All about the Benjamins

Geithner and Federal Reserve Chairman Ben Bernanke unveiled the new $100 bill in April
All about the Benjamins
Manuel Balce Ceneta/AP

It could be the most costly printing error in U.S. history: over US$100 billion worth of redesigned $100 bills are currently being quarantined and may be destroyed because government printers failed to churn out usable currency. New high-tech notes, which were scheduled for release in February 2011, were designed with advanced security features, including a 3-D security strip to stave off counterfeiters. But the complex production process they require rendered a crease in an unknown number of the new bills, leaving a blank portion that is revealed when the bill is tugged on both ends.

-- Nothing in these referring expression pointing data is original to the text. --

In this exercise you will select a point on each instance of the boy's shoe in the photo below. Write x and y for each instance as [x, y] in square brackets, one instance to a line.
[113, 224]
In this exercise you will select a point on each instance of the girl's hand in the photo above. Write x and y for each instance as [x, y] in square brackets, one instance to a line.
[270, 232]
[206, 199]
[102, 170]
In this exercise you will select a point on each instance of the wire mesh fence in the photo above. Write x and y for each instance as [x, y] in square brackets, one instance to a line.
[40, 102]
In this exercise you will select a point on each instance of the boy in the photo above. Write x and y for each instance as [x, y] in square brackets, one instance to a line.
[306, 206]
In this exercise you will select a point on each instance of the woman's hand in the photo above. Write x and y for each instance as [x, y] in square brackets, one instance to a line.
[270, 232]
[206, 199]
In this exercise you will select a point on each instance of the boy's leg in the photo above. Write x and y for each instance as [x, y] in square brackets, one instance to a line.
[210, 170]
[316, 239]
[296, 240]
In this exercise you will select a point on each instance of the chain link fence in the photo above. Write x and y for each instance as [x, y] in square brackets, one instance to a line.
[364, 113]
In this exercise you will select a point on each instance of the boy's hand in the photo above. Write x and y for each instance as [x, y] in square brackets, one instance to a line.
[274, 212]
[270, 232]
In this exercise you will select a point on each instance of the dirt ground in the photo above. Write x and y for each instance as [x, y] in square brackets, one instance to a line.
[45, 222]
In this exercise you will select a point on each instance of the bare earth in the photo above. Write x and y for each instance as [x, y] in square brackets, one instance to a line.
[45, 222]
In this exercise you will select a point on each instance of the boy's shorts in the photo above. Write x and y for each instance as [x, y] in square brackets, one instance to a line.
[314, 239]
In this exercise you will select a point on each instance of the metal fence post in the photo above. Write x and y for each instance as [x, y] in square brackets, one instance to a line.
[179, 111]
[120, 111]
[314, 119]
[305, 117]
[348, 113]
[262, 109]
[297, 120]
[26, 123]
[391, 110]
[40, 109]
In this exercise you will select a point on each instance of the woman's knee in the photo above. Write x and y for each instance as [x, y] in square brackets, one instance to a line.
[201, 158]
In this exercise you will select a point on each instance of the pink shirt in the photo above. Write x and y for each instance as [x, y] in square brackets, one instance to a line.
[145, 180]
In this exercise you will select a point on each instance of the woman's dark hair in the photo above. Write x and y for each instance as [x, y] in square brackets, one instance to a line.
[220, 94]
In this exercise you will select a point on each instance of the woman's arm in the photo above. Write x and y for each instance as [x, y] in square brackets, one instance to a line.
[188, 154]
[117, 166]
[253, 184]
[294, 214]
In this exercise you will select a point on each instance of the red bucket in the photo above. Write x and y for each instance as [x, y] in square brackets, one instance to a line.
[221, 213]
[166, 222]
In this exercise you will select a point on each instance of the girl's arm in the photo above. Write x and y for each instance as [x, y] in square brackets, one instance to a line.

The source of the printing problem is unknown, but one official familiar with the situation told CNBC that “the frustration level is off the charts.” These new $100 bills were to be the first to carry Treasury Secretary Timothy Geithner’s signature. Now, in order to prevent a $100 bill shortage, the Federal Reserve has ordered more of the low-tech variety, which features Bush-era treasury secretary Hank Paulson’s signature.

The questionable cash, which represents more than 10 per cent of the entire supply of American currency in the world, will be held in vaults at Fort Worth in Texas and in Washington until the government figures out how to sort the bad bills from the properly printed ones.